Stochastic Optimization Model for the Short-term Joint Operation of Photovoltaic Power and Hydropower Plants Based on Chance-constrained Programming

Abstract Integrating photovoltaic (PV) power into large-capacity hydropower plants is considered as an efficient and promising approach for large-scale PV power accommodation. To improve the guidelines for the optimal operation of large-scale hydro-PV hybrid systems, this paper proposes a practical coordination mode of a PV plant and a large-capacity hydropower plant based on the negotiation mechanism between the power generation company and the power grid. A chance-constrained programming (CCP) based stochastic optimization model is then presented to determine the short-term joint operation of a hydro-PV system, aiming at promoting renewable energy consumption. To improve the solution efficiency, several linearization approaches are proposed to convert the original model into a scenario-based mixed integer linear programming (MILP) problem.

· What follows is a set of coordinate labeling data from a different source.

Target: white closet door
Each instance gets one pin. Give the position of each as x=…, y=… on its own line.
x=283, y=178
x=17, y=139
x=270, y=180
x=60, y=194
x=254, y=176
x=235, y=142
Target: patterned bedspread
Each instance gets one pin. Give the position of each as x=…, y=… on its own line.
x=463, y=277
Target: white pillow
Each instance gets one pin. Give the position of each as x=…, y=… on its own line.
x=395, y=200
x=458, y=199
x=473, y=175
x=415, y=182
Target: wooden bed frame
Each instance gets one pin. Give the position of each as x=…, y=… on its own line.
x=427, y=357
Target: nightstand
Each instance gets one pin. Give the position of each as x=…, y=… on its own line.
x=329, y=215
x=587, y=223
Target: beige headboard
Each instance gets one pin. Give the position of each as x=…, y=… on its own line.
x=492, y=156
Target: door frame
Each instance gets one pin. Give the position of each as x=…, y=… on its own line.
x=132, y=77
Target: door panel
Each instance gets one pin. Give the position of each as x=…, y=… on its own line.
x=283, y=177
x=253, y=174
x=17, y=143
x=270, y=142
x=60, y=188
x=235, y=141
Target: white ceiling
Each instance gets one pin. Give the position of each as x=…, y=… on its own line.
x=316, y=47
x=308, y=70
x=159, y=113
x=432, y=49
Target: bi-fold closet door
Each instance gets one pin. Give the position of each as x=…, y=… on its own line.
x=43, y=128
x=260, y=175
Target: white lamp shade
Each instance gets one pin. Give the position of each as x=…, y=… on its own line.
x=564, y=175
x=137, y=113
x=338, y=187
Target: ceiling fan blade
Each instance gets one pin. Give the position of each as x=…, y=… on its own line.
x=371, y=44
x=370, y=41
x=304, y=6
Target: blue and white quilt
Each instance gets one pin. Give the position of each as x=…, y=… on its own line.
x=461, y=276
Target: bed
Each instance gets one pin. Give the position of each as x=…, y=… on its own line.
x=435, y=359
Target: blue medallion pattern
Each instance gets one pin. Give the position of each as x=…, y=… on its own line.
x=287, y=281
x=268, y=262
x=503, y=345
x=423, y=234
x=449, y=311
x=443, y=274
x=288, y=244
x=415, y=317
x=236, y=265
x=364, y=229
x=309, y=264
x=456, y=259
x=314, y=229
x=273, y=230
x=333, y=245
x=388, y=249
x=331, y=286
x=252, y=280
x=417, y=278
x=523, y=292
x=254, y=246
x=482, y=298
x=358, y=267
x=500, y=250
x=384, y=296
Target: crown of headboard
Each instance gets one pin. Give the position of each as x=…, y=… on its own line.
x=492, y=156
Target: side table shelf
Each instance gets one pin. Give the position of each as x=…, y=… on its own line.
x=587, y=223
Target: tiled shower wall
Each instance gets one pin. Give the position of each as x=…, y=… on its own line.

The real-world case studies demonstrate that the joint operation of the hydro-PV hybrid system can promote the consumption of renewable energy while making the actual total power output track the schedule submitted to the power grid. Moreover, the confidence level at which the power balance constraints can be met exceeds 90% in all weather conditions, far above the confidence level of less than 50% for the deterministic model, proving the stochastic model would be a better choice for the joint operation of a hydro-PV system.